Cash to invest and live on: 5M



Years:67 and onward



Pensions: 127k annual

401k: about 1.5M



So I am figuring even if we depleted the 5M to 4M we are still OK.



At least thats what my spreadsheets says.



Anyway, my real question was about ways to safely generate a decent yield. Yes DVY can get 3.3% or so, SPY slightly less. But what are other options over this period? I own some preferred REIT stocks that pay northward of 5%, there are utilities, the AT&Ts of the world, etc. Are Bond funds worth considering? Is there a basket of investments that could safely deliver 3-4% over the period?
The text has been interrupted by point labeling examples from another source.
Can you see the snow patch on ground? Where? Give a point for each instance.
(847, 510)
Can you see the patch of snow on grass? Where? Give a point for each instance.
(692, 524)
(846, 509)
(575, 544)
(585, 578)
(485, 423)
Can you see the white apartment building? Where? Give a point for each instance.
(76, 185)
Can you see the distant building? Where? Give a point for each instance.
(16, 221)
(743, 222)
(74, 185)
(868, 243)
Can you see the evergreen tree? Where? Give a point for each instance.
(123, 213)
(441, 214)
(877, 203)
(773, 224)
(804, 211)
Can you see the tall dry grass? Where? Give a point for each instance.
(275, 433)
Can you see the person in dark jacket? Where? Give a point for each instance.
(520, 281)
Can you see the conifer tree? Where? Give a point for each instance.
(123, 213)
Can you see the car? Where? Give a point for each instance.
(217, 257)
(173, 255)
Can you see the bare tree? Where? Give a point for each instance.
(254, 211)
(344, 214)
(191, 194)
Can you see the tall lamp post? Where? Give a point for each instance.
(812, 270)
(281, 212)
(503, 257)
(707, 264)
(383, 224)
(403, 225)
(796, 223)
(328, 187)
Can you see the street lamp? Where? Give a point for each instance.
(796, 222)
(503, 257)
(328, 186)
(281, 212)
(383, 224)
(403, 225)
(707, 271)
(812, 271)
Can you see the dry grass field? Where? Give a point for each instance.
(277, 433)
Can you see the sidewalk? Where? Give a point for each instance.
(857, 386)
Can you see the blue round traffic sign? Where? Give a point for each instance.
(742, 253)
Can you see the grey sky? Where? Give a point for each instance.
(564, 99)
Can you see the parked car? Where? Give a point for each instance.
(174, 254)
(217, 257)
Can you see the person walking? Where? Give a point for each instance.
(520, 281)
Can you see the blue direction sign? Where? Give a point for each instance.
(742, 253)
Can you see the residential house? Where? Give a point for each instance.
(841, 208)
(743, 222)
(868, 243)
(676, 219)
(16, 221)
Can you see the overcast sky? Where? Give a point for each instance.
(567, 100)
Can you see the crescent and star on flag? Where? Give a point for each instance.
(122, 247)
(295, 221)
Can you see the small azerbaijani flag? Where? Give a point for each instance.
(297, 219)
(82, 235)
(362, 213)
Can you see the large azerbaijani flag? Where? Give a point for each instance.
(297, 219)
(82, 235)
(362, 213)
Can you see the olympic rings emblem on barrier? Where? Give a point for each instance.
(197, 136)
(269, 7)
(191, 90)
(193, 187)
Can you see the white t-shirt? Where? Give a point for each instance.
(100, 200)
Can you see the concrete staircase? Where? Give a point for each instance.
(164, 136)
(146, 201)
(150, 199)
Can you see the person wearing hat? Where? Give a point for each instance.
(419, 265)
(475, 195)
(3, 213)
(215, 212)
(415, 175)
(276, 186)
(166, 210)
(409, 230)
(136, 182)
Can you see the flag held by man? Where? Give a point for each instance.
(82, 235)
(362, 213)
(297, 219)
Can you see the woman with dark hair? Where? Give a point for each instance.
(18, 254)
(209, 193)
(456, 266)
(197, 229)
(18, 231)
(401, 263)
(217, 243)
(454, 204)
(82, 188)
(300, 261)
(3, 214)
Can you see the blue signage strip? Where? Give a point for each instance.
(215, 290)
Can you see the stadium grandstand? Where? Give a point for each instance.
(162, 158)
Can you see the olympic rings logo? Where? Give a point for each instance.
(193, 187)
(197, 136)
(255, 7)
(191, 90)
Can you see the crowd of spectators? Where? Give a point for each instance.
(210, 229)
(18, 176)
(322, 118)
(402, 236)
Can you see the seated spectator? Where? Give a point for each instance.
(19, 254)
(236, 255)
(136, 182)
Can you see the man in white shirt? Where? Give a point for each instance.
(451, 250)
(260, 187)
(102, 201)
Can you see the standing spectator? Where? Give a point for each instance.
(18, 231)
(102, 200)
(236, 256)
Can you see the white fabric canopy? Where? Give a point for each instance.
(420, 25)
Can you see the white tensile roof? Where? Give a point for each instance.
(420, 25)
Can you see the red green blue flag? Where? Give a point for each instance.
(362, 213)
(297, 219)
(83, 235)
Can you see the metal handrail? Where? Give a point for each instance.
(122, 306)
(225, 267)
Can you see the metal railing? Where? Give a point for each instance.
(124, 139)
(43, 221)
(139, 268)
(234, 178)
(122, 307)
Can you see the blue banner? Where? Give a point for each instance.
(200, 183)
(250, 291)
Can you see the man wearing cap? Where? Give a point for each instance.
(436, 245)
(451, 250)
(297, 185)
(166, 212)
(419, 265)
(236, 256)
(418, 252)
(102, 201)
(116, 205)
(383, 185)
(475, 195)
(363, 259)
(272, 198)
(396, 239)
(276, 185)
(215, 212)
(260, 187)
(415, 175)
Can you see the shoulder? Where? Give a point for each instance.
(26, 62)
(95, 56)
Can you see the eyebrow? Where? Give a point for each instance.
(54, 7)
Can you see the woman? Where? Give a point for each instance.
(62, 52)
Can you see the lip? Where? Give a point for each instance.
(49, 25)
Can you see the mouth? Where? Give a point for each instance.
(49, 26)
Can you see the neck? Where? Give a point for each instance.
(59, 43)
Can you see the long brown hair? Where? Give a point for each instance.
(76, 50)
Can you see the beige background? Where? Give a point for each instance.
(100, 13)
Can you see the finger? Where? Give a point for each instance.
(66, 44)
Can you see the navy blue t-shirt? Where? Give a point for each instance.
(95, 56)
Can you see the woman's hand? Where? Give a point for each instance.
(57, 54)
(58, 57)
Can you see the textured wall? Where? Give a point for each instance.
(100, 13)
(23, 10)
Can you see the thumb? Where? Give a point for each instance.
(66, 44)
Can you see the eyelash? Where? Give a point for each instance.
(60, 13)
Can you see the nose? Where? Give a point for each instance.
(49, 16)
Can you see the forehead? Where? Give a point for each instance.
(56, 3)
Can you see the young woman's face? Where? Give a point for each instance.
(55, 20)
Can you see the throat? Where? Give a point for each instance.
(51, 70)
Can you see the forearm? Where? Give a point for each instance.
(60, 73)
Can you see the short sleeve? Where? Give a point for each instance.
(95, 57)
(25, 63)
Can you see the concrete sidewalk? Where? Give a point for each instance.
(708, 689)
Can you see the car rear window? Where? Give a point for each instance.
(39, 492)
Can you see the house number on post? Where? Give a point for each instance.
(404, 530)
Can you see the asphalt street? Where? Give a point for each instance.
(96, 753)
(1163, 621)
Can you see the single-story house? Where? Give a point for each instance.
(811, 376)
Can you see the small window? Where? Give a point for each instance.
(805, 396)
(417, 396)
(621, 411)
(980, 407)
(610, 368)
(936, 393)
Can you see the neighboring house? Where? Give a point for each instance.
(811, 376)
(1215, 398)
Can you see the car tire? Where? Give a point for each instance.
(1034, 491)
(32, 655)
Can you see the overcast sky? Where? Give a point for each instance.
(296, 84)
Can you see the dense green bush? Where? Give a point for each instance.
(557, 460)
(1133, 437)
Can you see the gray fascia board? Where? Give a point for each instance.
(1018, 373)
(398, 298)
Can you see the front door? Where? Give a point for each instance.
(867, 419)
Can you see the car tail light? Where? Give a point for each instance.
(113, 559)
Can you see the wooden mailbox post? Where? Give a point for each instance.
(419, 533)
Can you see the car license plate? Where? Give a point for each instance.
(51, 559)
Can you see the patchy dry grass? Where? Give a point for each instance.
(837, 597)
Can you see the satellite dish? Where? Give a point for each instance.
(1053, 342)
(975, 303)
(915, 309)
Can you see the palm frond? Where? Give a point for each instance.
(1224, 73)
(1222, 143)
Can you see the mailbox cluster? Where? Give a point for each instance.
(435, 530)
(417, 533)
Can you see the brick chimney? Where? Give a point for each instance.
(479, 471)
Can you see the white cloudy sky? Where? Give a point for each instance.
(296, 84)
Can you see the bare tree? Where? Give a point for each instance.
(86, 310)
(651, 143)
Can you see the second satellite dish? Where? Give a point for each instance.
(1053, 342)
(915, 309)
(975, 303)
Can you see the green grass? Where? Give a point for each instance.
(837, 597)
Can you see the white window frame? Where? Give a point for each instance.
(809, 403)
If you are looking for part of your portfolio to be more "income orientated" you almost have to look at preferred stocks. Since you own Reit preferreds already, I assume you know the inherent characteristics of such. I do not own a lot of REITs due to the tax structure of them and the fact I have little "tax deferred or free space".
Mine are mostly electrical utility preferreds (they are qualified 15% issues which saves me in taxes since I am just short of 28% tax bracket in retirement) which yield over 6% and have never missed a payment in the decades since they were issued.
Banks also issue preferreds. A good example would be Wells Fargo. Their common dividend pays $1.52 yearly or a 2.84% annual yield. Buy their "L" issue which is WFC-L and it yields 6.44% and is essentially noncallable as it is a "busted convertible". As you know, common stock owners cannot receive a penny until the preferreds get their money first.